Delusional Misidentification Syndromes
This page serves healthcare professionals and medical students, detailing various delusional misidentification syndromes, their symptoms, case studies, and treatment options.

Delusional Misidentification Syndromes
Delusional misidentification syndromes (DMS) are a group of rare but clinically significant neuropsychiatric disorders characterized by persistent, false beliefs about the identity or nature of people, places, or objects. Typically arising in the context of psychosis, neurodegenerative diseases, or other brain pathologies, DMS require nuanced diagnostic and management approaches suited for healthcare professionals.
Delusional Syndromes
Fregoli Syndrome
Overview
Fregoli syndrome is a rare condition wherein the patient holds a delusional belief that different people are actually a single person who changes appearance or is in disguise. This disorder can be profoundly disturbing and is often associated with paranoia, as the affected person may believe they are being persecuted by the “disguised” individual appearing in multiple forms.
Symptomatology
Common symptoms include:
- Delusional beliefs: Patients are convinced multiple individuals are a single, familiar person in disguise, regardless of clear evidence to the contrary.
- Paranoia and fear: Often linked to anxieties that the person is being stalked, harmed, or deceived.
- Hallucinations: Visual and auditory hallucinations may reinforce the central delusion.

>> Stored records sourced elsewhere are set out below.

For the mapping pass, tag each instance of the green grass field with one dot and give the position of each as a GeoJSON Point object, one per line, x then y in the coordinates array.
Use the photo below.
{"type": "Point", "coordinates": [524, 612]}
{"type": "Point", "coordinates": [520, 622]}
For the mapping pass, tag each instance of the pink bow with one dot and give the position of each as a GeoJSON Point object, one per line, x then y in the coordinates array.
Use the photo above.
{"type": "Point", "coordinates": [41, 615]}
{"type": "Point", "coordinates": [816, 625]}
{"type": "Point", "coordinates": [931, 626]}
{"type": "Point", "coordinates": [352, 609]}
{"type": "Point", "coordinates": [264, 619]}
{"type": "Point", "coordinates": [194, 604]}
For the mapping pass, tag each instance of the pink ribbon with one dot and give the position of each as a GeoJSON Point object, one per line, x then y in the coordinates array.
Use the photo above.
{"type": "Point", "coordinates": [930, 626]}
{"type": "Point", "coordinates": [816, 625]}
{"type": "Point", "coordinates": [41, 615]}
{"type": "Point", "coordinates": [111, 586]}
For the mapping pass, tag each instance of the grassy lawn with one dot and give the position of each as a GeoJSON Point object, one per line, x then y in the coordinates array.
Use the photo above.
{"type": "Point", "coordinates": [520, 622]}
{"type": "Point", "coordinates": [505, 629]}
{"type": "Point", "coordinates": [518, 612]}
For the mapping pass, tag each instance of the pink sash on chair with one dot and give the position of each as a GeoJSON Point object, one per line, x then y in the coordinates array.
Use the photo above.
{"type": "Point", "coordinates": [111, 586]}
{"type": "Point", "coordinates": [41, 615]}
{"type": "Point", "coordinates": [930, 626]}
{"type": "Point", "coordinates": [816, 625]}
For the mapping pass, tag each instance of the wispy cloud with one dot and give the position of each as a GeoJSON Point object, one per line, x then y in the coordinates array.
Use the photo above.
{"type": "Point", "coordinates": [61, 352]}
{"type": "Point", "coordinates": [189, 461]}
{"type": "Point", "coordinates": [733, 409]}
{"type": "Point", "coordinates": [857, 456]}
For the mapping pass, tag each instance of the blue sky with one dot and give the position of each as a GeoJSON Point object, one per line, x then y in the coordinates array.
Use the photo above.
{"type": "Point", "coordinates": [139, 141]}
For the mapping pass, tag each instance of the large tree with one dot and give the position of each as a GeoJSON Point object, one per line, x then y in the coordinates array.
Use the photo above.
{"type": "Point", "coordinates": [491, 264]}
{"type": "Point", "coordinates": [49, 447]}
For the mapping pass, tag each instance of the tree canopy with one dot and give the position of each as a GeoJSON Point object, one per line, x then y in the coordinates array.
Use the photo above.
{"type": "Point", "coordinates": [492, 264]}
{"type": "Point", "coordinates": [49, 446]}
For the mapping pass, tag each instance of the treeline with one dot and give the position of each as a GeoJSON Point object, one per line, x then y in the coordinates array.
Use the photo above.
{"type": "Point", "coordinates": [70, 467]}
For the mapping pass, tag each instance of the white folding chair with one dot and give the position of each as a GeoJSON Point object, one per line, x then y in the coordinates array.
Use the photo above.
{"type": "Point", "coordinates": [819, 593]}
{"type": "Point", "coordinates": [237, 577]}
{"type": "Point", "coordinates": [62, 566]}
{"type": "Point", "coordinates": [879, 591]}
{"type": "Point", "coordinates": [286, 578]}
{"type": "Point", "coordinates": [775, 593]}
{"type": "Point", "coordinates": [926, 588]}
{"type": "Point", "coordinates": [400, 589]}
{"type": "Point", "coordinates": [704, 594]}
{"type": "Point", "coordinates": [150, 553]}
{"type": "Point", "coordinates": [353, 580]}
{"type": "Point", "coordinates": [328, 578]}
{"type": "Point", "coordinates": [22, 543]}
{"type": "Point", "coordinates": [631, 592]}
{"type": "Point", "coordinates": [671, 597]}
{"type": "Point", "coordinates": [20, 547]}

- Cognitive deficits: Difficulties in self-monitoring, self-awareness, executive functions, and sometimes visual memory deficits are reported. Social withdrawal and significant emotional distress are also frequent.
Etiology and Pathogenesis
Fregoli syndrome is associated with underlying psychiatric conditions such as schizophrenia or mood disorders, as well as organic causes like neurodegenerative diseases, epilepsy, or traumatic brain injury. Structural and functional abnormalities in the right frontal lobe and gray matter degeneration are implicated in its pathogenesis, affecting systems responsible for familiarity and self-monitoring.
Treatment
Management of Fregoli syndrome is multidisciplinary. Mainstays include:
Long-term management: Ongoing psychiatric follow-up, psychoeducation, and lifestyle changes (diet, exercise, stress management) are recommended for optimal recovery and relapse prevention
Pharmacotherapy: Atypical antipsychotics (e.g., risperidone, olanzapine) are first-line, sometimes supplemented with anticonvulsants or antidepressants when indicated. Drug regimens are tailored to the patient’s symptoms and comorbid conditions, and close monitoring is essential given frequent treatment resistance.
Cognitive Behavioral Therapy (CBT): CBT focuses on challenging and restructuring delusional beliefs, improving coping skills, and reducing distressing symptoms.
Supportive psychotherapy and family therapy: These approaches foster social support, educate families, and help mitigate the emotional and social impacts of the syndrome.

Capgras Syndrome
Overview
Capgras syndrome is the most common form of DMS, characterized by the belief that a close associate (such as a spouse or parent) has been replaced by an identical-appearing impostor. Patients may exhibit profound suspicion and emotional detachment toward loved ones, frequently resulting in interpersonal conflict and secondary psychiatric morbidity.
Symptomatology
Symptoms typically include:
- Monothematic delusion: The delusional misidentification is limited to particular individuals, typically those emotionally significant to the patient.
- Impaired affective response: Patients recognize the familiar appearance, but feel the “imposter” lacks the genuine emotional resonance of their loved one.
- Associated psychosis: Often occurs alongside schizophrenia, dementia, or brain injury.
- Behavioral disturbances: Suspicion, hostility, and sometimes aggression toward the “imposter” are noted.
Etiology and Pathogenesis
Capgras syndrome may be precipitated by psychiatric illnesses (notably schizophrenia and mood disorders), neurodegenerative conditions (particularly Lewy body dementia and Alzheimer’s), and structural lesions affecting the right temporal and frontal lobes. Disruption of neural networks mediating face recognition and affective response is central to its pathogenesis.
Treatment
- Antipsychotic medications: Second-generation antipsychotics are most commonly prescribed.
- Managing underlying conditions: Addressing comorbid medical, psychiatric, or neurocognitive disorders is essential.
- CBT and supportive therapy: These address insight, social skills, and coping, building tolerance for psychological distress.
- Collateral support: Psychoeducation and safeguarding against self-harm or violence are crucial for patient and family well-being.